No entanto, a matrícula de Hélio D´ Carli incide em uma matrícula anterior, de número 982, em nome de Sociedade Empresária Eletroferro correspondente a um título definitivo registrado por Valentim Gonçalves Pinheiro, expedido no dia 7 de novembro de 1896. O terreno tem 32.123.500,00 metros quadrados.

Segundo a PGE, por conta dessa sobreposição, a área ocupada por famílias da comunidade Parque das Tribos sequer é de Hélio D´ Carli.

Para completar a confusa situação fundiária, nesta mesma área registrada em matrícula da Sociedade Empresária Eletroferro, há outra sobreposição, com um lote menor, de 16.061.750 metros quadrados, registrada com a matrícula de número 301 no dia 19 de janeiro de 1977 por João Augusto Souto Loureiro e Grace Neves Loureiro, e por José Lopes da Silva e Maria Augusta de Miranda e Silva. Para a PGE, a cadeia dominial da área está incompleta e precisa de mais análise.

“Verifica-se que o título que funda o registro de propriedade em nome de Hélio Carlos D´ Carli é inválido e ineficaz, pois ficaram demonstradas diversas violações ao ordenamento jurídico, sendo mais um lamentável episódio de ‘grilagem’ urbana ocorrida no Estado do Amazonas, razão pela qual devem ser cancelados os registros”, diz o parecer da PGE.

Apesar das argumentações da PGE contidas nos recursos, o juiz Ricardo Salles decidiu desconsiderá-las. Em sua decisão, ele diz que “não obstante as alegações das supostas nulidades da matrícula de número 26.385, não deve ser provida tal alegação para suspender a medida de reintegração de posse nem cabe a suspensão do feito até posterior decisão no processo n. 17159-32.2016.4.01.3200.”

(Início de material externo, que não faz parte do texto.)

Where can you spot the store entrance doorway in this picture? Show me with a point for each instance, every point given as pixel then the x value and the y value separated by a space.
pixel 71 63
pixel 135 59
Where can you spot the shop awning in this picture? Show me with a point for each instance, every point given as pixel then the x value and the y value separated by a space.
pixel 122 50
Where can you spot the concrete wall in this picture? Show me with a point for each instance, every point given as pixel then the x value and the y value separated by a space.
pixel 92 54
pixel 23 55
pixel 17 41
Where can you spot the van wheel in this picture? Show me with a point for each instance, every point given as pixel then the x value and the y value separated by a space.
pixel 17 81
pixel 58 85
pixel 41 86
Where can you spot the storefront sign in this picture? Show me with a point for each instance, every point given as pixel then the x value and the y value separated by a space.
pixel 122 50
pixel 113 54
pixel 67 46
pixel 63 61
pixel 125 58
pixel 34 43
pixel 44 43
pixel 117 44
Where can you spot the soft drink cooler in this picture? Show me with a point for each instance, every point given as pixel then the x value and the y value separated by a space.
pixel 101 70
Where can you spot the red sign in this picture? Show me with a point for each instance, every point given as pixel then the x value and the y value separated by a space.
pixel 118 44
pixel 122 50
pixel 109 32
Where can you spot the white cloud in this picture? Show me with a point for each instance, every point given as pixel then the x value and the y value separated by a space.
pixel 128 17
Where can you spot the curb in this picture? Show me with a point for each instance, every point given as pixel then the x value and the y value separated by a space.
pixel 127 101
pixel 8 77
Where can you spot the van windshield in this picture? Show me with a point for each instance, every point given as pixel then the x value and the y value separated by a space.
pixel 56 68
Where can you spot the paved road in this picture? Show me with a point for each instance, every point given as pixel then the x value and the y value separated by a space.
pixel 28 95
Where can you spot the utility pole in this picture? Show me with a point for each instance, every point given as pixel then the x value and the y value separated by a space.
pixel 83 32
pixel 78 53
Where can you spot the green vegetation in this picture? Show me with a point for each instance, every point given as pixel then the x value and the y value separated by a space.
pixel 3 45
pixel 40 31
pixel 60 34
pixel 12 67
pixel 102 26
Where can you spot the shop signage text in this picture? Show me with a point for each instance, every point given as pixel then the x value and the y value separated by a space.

Juiz chama índios de invasores

O juiz Ricardo Salles afirma na decisão que a ação “não se tem por objeto a análise acerca da propriedade de qualquer imóvel, mas apenas a posse de bens imóveis invadidos e, consequentemente, a preservação não só na defesa do patrimônio do possuidor esbulhado, do meio ambiente e da ordem urbanística”.

Ricardo Salles diz também que “considerando o memorial descritivo da invasão correspondente ao Parque das Tribos, identifica-se até o presente momento que esta invasão encontra-se dentro da área da posse dos autores, conforme se pode observar do memorial descritivo e demais documentos trazidos pelo autor (fls.333/335, 340, 792/801), o qual, inclusive, resta corroborado em sua maior parte pelo memorial descritivo trazido pela União (Superintendência do Patrimônio da União no Amazonas)”.

Para os indígenas, porém, a origem do terreno ocupado tem uma história totalmente diferente. A índia da etnia Kokama, Raimunda da Cruz Ribeiro, 75 anos, contou à Amazônia Real que após migrar da região do Médio Solimões, decidiu morar em Manaus com o marido João Diniz Albuquerque, da etnia Baré.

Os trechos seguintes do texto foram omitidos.